Darum gehts
Der Angriff kam überraschend: Am 9. September hat Israel über zehn Raketen nach Katar abgefeuert und in Doha sechs Angehörige von Hamas-Chefs getötet. Die Überraschung und die Empörung waren besonders gross, weil Katar als Verbündeter der USA gilt, die wiederum bedingungslos hinter Israel stehen. Für US-Präsident Donald Trump (79) war der israelische Premier Benjamin Netanyahu (75) definitiv zu weit gegangen.
Als Reaktion hat Trump Katar nun mit militärischen Sicherheitsgarantien unter US-Schutz gestellt. Damit bringt er sich aber selber in die Zwickmühle. Denn wie soll er reagieren, wenn Israel auf der Jagd nach Hamas-Terroristen erneut das Emirat angreift?
Katar nimmt im Nahostkonflikt eine zwiespältige Rolle ein. Das kleine Land bot Hamas-Terroristen Zuflucht, nachdem diese aus Syrien geflohen waren. Seit 2012 betreiben die Islamisten in Doha ein politisches Büro. Katar soll die Terrororganisation auch aktiv unterstützt haben. So gibt es Berichte, wonach Katar insgesamt über 2,1 Milliarden Dollar an die Hamas im Gazastreifen überwiesen haben soll.
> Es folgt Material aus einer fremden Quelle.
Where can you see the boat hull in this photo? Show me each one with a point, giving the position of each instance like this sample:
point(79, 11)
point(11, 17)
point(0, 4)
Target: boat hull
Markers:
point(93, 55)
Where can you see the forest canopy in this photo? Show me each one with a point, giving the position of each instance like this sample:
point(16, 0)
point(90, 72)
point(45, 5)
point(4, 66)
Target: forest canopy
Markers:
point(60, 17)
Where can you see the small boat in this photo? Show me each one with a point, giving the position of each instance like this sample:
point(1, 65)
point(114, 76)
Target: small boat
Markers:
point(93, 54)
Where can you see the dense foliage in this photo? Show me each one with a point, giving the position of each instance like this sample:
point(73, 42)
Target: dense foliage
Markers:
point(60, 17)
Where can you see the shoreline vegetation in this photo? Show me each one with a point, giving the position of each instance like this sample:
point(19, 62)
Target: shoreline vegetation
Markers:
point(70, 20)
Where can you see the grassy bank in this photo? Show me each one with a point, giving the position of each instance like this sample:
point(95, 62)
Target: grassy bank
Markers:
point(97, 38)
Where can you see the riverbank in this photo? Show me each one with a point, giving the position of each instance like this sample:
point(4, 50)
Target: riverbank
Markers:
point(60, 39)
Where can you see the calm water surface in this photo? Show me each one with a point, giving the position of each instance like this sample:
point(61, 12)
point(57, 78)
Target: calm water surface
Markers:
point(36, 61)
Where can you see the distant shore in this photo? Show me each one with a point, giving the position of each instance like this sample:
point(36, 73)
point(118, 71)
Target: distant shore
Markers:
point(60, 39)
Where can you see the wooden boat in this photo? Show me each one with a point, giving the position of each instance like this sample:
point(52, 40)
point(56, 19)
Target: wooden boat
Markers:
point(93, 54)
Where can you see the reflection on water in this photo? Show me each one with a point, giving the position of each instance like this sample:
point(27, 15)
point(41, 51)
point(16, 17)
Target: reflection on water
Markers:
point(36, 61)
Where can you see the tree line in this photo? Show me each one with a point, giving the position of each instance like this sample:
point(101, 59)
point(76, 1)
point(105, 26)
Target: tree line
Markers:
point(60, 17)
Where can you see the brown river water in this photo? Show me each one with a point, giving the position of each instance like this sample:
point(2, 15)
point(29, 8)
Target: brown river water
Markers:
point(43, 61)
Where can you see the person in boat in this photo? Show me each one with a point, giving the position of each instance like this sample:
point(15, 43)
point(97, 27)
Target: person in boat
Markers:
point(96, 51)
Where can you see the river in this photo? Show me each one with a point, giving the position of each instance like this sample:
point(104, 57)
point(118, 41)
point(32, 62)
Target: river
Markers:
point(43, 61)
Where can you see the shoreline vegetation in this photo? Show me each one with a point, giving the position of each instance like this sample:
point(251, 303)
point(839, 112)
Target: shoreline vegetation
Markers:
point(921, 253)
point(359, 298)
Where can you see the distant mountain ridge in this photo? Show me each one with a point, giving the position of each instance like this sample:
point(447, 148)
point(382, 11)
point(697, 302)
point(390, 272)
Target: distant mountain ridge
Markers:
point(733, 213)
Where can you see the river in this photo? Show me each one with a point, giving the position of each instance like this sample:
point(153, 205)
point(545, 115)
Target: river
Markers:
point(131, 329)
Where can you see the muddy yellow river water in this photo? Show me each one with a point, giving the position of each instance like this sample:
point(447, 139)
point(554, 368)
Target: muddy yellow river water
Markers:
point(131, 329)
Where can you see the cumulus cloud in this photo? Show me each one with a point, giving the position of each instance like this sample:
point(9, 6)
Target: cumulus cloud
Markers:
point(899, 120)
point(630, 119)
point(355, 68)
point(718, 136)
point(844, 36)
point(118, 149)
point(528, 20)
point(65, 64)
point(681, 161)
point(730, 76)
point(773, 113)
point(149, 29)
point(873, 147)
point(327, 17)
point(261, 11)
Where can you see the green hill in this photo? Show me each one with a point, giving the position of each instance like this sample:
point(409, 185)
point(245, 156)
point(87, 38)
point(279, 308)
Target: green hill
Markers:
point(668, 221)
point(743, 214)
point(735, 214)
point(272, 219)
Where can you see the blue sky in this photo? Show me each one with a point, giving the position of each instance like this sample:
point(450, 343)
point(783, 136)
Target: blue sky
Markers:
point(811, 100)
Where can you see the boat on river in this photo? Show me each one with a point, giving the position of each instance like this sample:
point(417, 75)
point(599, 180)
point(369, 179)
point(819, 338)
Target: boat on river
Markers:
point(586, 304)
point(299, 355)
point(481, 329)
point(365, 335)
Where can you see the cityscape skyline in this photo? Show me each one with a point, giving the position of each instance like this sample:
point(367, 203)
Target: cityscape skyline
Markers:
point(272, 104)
Auf der anderen Seite ist Katar ein enger Verbündeter der USA. Im Scheichtum befindet sich mit der Al Udeid Air Base der grösste US-Militärstützpunkt im Nahen Osten. Schon Trumps Vorgänger Joe Biden (82) hatte das Emirat zu einem wichtigen Nicht-Nato-Verbündeten erklärt – unter anderem wegen der Hilfe beim chaotischen Abzug der Amerikaner aus Afghanistan im Jahre 2021.
Trump sucht Prestige
Unter Trump wurden diese Bande noch enger geknüpft. Katar ist für die USA nicht nur von strategischer Bedeutung, die beiden Staaten betreiben auch mit Rüstung und Energie grossen Handel. Die Trump Organization plant grosse Immobilienprojekte, darunter einen Golfclub. Die Freundschaft ist so eng geworden, dass die Katarer Trump sogar einen Jumbojet als neue Air Force One geschenkt haben. Wert: 400 Millionen Dollar.
Doha spielt zudem eine zentrale Rolle in Trumps Friedensplan für Gaza. Philipp Adorf, USA-Experte an der Universität Bonn, sagt gegenüber Blick: «Trump versteht die Sicherheitsgarantie als Teil eines politischen Geschäfts.» Er gibt Katar Rückendeckung, dafür soll sich das Emirat für die Friedenspläne einsetzen und Trump zu einem Prestigeerfolg und vielleicht sogar zum Friedensnobelpreis verhelfen.
Weitere Angriffe in Katar?
Doch Israel ist im Kampf gegen die Hamas zu allem entschlossen, wie es mit den jüngsten Vorstössen zeigt. Zahlreiche Gebäude in Gaza werden zerstört. Dabei verwenden die Israelis ferngesteuerte Fahrzeuge, mit denen sie nachts Sprengsätze anbringen, die am Morgen gezündet werden. «Das fordert zahlreiche Opfer», berichtet «Al Jazeera».
Noch steht eine Antwort der Hamas auf Trumps Friedensplan aus. Solange keine Zustimmung erfolgt – und eine Zustimmung ist eher unwahrscheinlich – könnte Israel auf der Jagd nach den Terroristen durchaus wieder in Versuchung geraten, Operationen in Katar durchzuführen.
Eher für Katar
Dann wäre Trump in der Zwickmühle, allerdings eher mit einem Hang zu Katar. Dieser Katar-Drall hängt damit zusammen, dass das Verhältnis zwischen Trump und Netanyahu in den vergangenen Monaten spürbar belastet wurde. «Der israelische Premier hat wiederholt ohne Rücksprache mit dem Weissen Haus gehandelt und so Misstrauen ausgelöst und den Präsidenten als machtlos erscheinen lassen», sagt Adorf. Selbst innerhalb der traditionell uneingeschränkt pro-israelisch eingestellten Republikaner ist Kritik am Vorgehen Israels laut geworden.
Wie würde Trump also reagieren, wenn US-Freund Israel, US-Freund Katar angreifen würde? Adorf: «Ungeachtet enger Beziehungen zu Israel scheint Trump bereit, für Katar notfalls die Konfrontation mit Jerusalem zu riskieren.» Im Vordergrund stünden laut Adorf Drohungen mit einem Lieferstopp von Waffen oder sicherheitsrelevanter Hilfe.
Zu einem offenen Bruch oder gar Waffengewalt gegenüber Israel würde es aber kaum kommen. Denn dafür stehen sich die USA und Israel definitiv zu nahe.